As so many of you have memorized Reassembler in its entirity, you will no doubt recall that in the Spring my wife and I made our own wine at a local joint called Barleycorns.

Recap: Dump juice in sterile bucket, add yeast, add wood chips, seal; return weeks later to bottle, minus yeast and wood obviously.

Anyway, we made 24 bottles of Chardonnay and 24 bottles of Pinot Noir. I promised an update once they’d aged, so here it is.

The Chardonnay is turning into a decent table wine. Nothing fancy. The wife of one of my colleagues actually likes it.

The Pinot Noir at this point I’d review as “swallowable”. (Might give that one six more months before trying again.)


5 thoughts on “Make-your-own-wine update

  1. my grandfather, who came through ellis island from naples, made his own wine. in our cellar he had these HUGE barrels. every year he would get the grapes from the train, take them home and make wine. i’d make it with him, but i was too young to realize what i was doing. i wish i had learned…

    that’s cool you are making your own wine. enjoy!

    p.s. if i may use this comment to refer to a previous post – make polenta with chicken stock instead of water, add garlic, onions, and cheese, it’s pretty tasty…

  2. cl – right, if you can hide the fact that it’s polenta, it’s okay :)

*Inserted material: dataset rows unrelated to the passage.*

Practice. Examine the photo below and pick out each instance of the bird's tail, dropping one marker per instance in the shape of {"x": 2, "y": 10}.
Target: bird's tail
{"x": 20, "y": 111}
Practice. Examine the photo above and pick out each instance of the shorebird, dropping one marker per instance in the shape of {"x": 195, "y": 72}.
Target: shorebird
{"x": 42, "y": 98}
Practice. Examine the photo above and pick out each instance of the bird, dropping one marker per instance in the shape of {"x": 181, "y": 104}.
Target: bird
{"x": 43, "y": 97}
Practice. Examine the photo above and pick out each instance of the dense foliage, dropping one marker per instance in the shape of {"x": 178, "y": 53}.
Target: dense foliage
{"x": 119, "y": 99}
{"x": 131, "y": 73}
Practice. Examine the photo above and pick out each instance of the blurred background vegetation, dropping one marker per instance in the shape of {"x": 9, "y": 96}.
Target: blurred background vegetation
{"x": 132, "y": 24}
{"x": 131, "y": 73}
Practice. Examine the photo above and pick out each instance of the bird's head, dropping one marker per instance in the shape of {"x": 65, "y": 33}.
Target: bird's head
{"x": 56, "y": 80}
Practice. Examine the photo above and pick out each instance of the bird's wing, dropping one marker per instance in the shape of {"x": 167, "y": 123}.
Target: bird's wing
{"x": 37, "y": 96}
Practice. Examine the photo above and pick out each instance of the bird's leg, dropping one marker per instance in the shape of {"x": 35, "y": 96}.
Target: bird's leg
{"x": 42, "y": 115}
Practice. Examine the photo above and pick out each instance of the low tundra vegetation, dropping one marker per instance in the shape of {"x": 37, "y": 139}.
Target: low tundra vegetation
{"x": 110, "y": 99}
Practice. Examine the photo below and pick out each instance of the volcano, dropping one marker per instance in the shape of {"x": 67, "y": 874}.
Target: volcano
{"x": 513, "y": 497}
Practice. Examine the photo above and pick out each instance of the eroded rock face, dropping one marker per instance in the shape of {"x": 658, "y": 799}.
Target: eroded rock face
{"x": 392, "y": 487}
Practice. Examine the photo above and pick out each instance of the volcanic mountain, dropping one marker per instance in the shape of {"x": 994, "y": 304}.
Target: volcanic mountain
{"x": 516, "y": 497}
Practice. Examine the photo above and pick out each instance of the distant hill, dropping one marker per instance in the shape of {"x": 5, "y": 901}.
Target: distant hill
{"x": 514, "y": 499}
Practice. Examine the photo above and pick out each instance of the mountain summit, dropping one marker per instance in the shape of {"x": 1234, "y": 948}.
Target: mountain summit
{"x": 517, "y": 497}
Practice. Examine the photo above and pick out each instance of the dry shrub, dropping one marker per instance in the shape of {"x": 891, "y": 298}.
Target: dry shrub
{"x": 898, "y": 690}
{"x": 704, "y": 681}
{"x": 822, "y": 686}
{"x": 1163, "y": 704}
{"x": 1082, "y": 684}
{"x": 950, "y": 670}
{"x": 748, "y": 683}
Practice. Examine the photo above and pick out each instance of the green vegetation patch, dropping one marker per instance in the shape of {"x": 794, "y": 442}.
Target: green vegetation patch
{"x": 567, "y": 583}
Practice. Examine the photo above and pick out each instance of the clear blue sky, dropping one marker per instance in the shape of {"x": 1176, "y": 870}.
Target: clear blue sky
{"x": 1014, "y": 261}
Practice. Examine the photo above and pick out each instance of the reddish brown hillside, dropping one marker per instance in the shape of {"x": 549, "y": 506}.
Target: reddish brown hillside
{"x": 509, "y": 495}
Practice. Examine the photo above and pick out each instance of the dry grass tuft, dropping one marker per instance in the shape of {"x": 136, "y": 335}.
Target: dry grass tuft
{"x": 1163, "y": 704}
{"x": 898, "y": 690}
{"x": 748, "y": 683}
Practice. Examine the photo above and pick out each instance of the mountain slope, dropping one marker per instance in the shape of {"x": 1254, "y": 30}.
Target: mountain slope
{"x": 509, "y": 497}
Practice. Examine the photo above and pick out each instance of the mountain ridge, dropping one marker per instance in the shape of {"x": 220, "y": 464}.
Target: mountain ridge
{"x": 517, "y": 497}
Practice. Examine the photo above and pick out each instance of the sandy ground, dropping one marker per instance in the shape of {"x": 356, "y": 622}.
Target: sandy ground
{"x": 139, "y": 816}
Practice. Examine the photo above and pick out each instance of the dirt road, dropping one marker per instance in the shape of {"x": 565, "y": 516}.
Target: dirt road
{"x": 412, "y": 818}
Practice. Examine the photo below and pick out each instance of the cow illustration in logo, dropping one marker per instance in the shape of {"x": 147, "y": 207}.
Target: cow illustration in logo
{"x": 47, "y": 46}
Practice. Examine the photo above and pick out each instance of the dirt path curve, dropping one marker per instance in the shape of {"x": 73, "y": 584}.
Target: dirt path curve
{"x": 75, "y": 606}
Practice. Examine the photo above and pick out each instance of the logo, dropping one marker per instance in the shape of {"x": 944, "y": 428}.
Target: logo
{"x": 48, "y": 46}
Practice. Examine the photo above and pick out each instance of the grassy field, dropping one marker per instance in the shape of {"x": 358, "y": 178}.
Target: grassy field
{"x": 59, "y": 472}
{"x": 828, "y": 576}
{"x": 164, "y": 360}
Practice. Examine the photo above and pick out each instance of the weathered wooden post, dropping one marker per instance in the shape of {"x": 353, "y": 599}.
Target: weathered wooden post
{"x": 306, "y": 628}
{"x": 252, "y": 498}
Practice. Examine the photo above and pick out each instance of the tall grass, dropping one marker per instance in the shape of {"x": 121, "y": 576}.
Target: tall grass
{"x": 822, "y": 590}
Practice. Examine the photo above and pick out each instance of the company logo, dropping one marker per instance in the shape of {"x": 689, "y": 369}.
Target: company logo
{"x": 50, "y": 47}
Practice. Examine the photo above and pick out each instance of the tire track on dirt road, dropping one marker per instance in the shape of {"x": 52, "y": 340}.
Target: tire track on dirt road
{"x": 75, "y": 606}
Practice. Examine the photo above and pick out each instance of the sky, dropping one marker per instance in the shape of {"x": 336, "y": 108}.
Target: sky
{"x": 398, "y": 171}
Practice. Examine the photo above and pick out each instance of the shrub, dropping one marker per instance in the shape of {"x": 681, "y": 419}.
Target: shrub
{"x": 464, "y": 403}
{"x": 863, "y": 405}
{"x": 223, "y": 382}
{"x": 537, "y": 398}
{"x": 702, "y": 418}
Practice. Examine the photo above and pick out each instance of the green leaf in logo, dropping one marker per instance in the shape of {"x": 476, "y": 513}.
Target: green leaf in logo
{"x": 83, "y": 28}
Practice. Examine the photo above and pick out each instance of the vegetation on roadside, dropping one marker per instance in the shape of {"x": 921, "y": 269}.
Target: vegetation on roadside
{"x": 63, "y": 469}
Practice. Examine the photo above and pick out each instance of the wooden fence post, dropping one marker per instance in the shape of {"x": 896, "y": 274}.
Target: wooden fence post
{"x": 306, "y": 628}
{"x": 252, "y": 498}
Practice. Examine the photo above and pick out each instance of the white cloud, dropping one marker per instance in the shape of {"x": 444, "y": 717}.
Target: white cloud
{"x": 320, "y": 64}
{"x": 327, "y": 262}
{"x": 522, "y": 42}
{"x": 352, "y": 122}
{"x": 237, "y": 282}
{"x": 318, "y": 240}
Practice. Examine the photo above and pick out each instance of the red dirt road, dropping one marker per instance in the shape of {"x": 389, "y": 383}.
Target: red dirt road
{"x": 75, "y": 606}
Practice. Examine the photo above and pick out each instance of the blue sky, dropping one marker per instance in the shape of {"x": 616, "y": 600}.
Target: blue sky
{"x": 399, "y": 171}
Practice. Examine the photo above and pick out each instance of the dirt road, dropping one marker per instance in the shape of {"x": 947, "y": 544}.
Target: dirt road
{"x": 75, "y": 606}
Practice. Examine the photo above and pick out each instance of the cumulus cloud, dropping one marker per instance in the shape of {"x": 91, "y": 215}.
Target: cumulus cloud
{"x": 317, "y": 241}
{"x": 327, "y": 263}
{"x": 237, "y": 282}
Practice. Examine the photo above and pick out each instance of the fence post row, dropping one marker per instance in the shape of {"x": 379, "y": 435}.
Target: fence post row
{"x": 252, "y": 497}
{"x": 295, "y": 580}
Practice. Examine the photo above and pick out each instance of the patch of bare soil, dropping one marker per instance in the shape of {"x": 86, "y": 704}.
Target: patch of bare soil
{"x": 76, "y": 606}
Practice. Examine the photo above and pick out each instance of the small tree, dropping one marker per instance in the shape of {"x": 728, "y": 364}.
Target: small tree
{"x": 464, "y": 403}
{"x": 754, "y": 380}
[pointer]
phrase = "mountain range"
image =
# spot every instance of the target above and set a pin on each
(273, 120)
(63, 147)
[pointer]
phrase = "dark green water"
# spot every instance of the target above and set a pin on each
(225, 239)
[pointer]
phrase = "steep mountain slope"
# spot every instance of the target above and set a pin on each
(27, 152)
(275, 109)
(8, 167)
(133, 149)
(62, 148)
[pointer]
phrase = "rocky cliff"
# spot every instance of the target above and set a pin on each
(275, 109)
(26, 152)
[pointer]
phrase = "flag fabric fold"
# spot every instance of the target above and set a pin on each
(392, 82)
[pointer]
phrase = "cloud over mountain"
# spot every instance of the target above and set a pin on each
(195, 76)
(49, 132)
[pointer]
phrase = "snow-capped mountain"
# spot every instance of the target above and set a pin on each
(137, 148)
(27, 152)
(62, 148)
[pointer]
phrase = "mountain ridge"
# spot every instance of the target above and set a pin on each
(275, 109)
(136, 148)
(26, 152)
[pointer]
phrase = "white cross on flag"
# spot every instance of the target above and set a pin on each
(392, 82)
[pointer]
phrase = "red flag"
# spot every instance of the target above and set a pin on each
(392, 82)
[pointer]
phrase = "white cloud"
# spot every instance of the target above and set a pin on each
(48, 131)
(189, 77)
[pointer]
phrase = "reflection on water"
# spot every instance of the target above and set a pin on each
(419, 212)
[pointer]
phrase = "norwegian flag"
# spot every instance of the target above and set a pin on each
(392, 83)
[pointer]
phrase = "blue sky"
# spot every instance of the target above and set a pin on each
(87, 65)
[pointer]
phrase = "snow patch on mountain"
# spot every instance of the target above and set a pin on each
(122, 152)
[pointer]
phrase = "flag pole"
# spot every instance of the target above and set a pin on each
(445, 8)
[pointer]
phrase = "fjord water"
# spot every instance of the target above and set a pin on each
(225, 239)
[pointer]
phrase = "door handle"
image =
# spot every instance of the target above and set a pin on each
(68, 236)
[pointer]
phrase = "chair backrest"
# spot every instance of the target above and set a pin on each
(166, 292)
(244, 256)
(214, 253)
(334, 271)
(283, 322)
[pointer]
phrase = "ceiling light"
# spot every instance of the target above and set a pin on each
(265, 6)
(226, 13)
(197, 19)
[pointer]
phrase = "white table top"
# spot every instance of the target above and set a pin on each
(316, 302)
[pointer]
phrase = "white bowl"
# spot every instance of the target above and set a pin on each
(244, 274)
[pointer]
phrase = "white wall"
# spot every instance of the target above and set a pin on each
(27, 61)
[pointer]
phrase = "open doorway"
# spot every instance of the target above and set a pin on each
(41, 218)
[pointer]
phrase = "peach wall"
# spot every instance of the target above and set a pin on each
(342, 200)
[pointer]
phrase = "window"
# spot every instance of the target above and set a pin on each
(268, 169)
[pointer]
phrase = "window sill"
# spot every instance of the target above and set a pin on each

    great story about your grandfather! If I had a nickel for everything I wish I’d paid more attention to in my salad days….

    a year or two ago a friend served me grappa made by his tiny italian neighbor, 25 years old-plus in an old ginger ale bottle. like pure fire. actually he then served us some convention off the shelf grappa and I remember thinking, it’s nasty either way so I’d rather drink the firewater and feel like a stud. :)

  3. We tried making mead while in our dorm room while in college.

    Process: obtain humidifier container; attempt to make it airtight (probably using duct tape); fill with honey (and maybe water?); add brewer’s yeast (but we were in college, without cars, and only had baking yeast); allow gasses to escape for several days, but no air to get back in (this involves a rubber tube and a bowl of water); open and drink.

    Result: non-fatal, but tastes like stale pizza dough.

    Conclusion: 1. better equipment and the right kind of yeast might have yielded better results; OR 2. there’s a good reason why nobody drinks mead anymore.